Electric Brewing

“It’s Alive!” I said as I turned on my electric kettle. 2 minutes later “Crap, why isn’t this piece of $@!? working!”

I decided to move to electric for several reasons. Firstly as an apartment brewer my sources of heat are limited, and my stove top burner was not allowing me to get achieve a strong rolling boil. Secondly the heat coming from my burners would quickly raise the temperature of my poorly ventilated kitchen well into the low 100° F. While I love a good sauna, during a long brew session, I would prefer a more comfortable environment. With the electric brew kettle, all of the heat is focused inside the kettle and although some radiates from the pot, the temperature of the kitchen remains mercifully low. Finally brewing with electric allows much more control over the brewing process. It allows me to set my strike water temp first think in the morning and later in the day, I have my water at the perfect temperature. Additionally having temperature control in an electric brewing set up gives me the option of doing a HERMS system in the future, allowing even more mash precision and options for brewing.

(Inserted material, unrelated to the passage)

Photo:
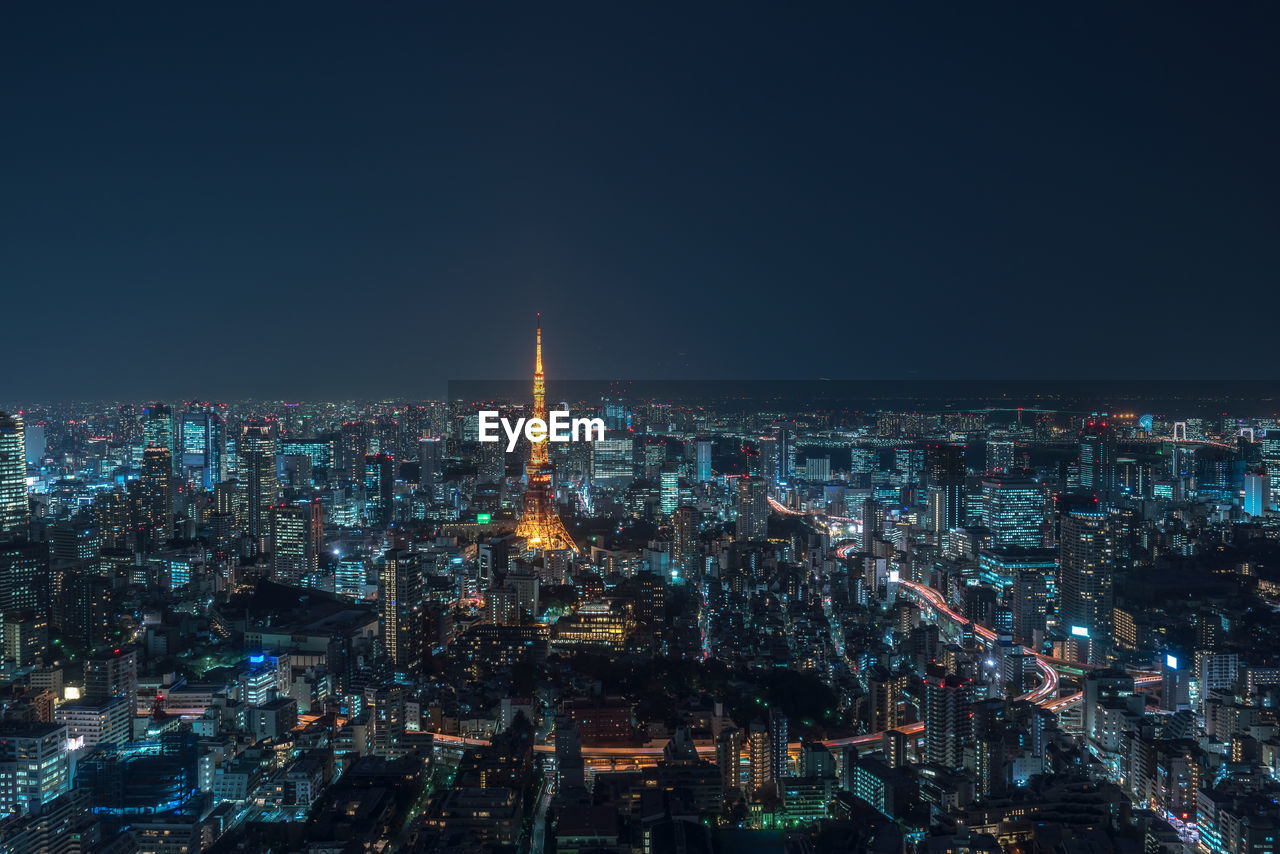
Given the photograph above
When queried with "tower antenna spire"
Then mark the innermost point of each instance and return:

Instead of trying to create my own exterior shell for the heat coil, I decided to purchase the pre-made model from Brew Hardware. They have created a great design and a very elegant solution to the electrical container problem. I obtained my heat element from the same location. For my power cord, I altered a Husky 14-3 15 foot Extension Cord. I chose a 14 gauge over a 16 since I wanted a the additional volt capacity that the larger size would offer me.

For my HLT, I went with a single 1500 watt element. In my initial tests it was able to boil 4 gallons of water as long as the lid was on. Also in the HLT I’ve installed a thermowell to monitor temperatures and regulate the strike and spurge temperatures.

HLT Pic 1 HLT Pic 2

For my boil kettle I decided on 2 1500 watt elements. At a total of 3000 watts, this should give me a solid rolling boil. My tests showed that this system could heat up 7 gallons from 160° to 212° in 45 min and sustain a rolling boil. My boil off during a 60 min boil was 1.25 gallons. Overall I am very happy with how this system has come together. It provides me with more control over my brewing process, a much easier brew day, and better beer in the end.

Inside Boil Kettle Outside Boil Kettle

If your interested in more information on how to put together and electric brew kettle you can read my article here: Building an Electric Kettle

P.S. The HLT mentioned in the beginning was not working because I never reset the Ground Fault Interrupter after doing a safety check. Worked amazingly after I figured this out.